Brass
Brass is actually a British comedy-drama series made by Granada Television for ITV and Channel 4.
Set mostly in Utterley, a fictional Lancashire mining town in the 1930s, 1970s proved to be a humor satirising the American supersoaps like Dallas and Dynasty as well as the period dramas of the 1970s. Unusually there clearly was no laughter trail and the humor kept exceptionally dry, using convoluted word play and subtle comment on popular culture. Brass is northern English slang for"currency" and for"effrontery". The series also gleefully parodied that the 1977 Granada TV dramatisation of Dickens' crisis, which also starred Timothy West.
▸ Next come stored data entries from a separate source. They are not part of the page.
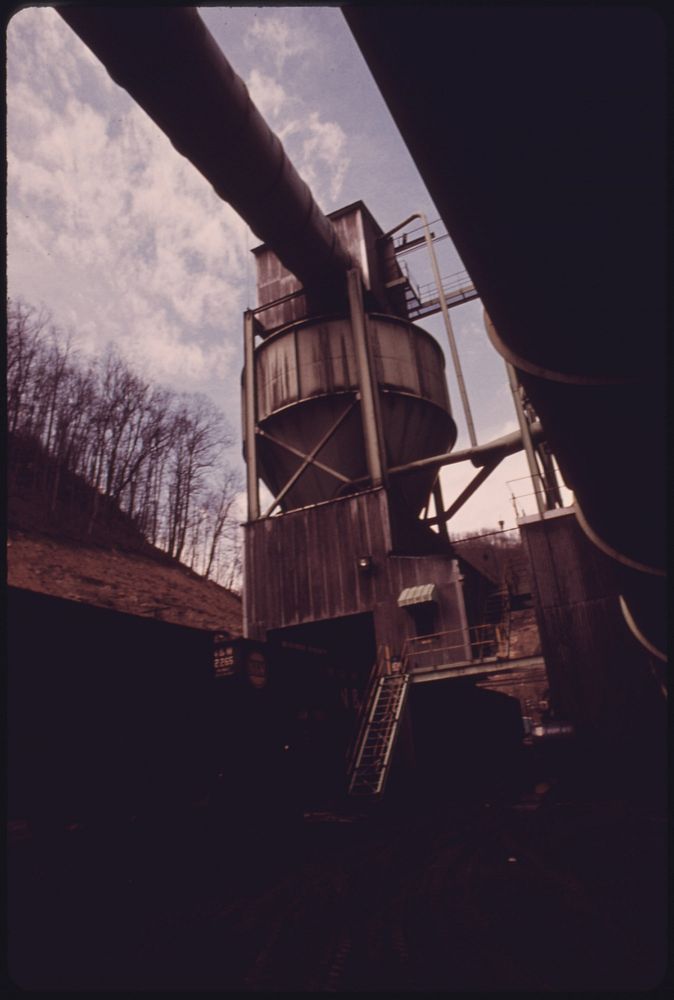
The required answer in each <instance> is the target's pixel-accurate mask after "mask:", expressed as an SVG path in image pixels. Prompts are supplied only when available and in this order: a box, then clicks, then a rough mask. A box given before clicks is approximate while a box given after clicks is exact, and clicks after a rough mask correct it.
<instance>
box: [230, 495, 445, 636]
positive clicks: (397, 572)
mask: <svg viewBox="0 0 674 1000" xmlns="http://www.w3.org/2000/svg"><path fill="white" fill-rule="evenodd" d="M245 545H246V565H247V577H246V581H245V601H246V607H247V622H248V629H249V636H250V637H251V638H263V637H264V636H265V634H266V632H267V630H269V629H275V628H284V627H286V626H289V625H298V624H301V623H303V622H308V621H320V620H323V619H326V618H338V617H342V616H346V615H351V614H358V613H360V612H365V611H374V612H375V618H376V619H377V620H378V621H379V627H378V629H377V631H378V633H379V631H380V628H383V629H384V631H386V632H392V633H393V634H395V635H397V636H400V637H402V638H404V637H405V636H406V635H409V634H412V632H413V629H412V620H411V618H410V617H409V615H408V614H407V612H405V611H404V610H402V609H400V608H398V606H397V599H398V595H399V594H400V592H401V590H403V589H404V588H405V587H411V586H418V585H419V584H422V583H428V582H434V583H435V584H436V586H437V588H438V605H439V607H438V631H445V630H448V629H452V628H459V627H460V626H461V618H460V614H459V610H458V604H457V590H456V588H457V584H456V582H455V571H454V564H453V561H452V559H451V558H450V557H448V556H440V555H438V556H420V557H399V556H393V555H390V551H391V536H390V529H389V519H388V501H387V497H386V493H385V491H383V490H373V491H370V492H367V493H361V494H359V495H357V496H353V497H345V498H344V499H341V500H337V501H333V502H331V503H326V504H319V505H317V506H315V507H311V508H307V509H306V510H300V511H293V512H291V513H288V514H284V515H283V516H282V517H277V518H270V519H268V520H263V521H257V522H251V523H249V524H247V525H246V526H245ZM359 555H371V556H372V558H373V562H374V569H373V571H372V572H371V573H363V572H361V571H360V570H359V569H358V566H357V559H358V556H359Z"/></svg>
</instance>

The collection, produced Julian Roach and by John Stevenson, was set up to two feuding families--the Hardacres along with the working-class Fairchilds, who lived from the Hardacre tribe at a terraced house rented. The Hardacre family was led by the businessman Bradley, who espoused Thatcherite rhetoric whilst discovering harebrained schemes to generate his companies more efficient therefore he could sack workers, and his aristocratic wife Lady Patience. The mind of the Fairchilds was that the stern"Red" Agnes, who spread militant socialist rhetoric round the Hardacre minemill along with munitions factory, and her doltish, forelock-tugging husband George, who is dominated by his wife and his manager. Agnes was the mistress of Bradley Hardacre.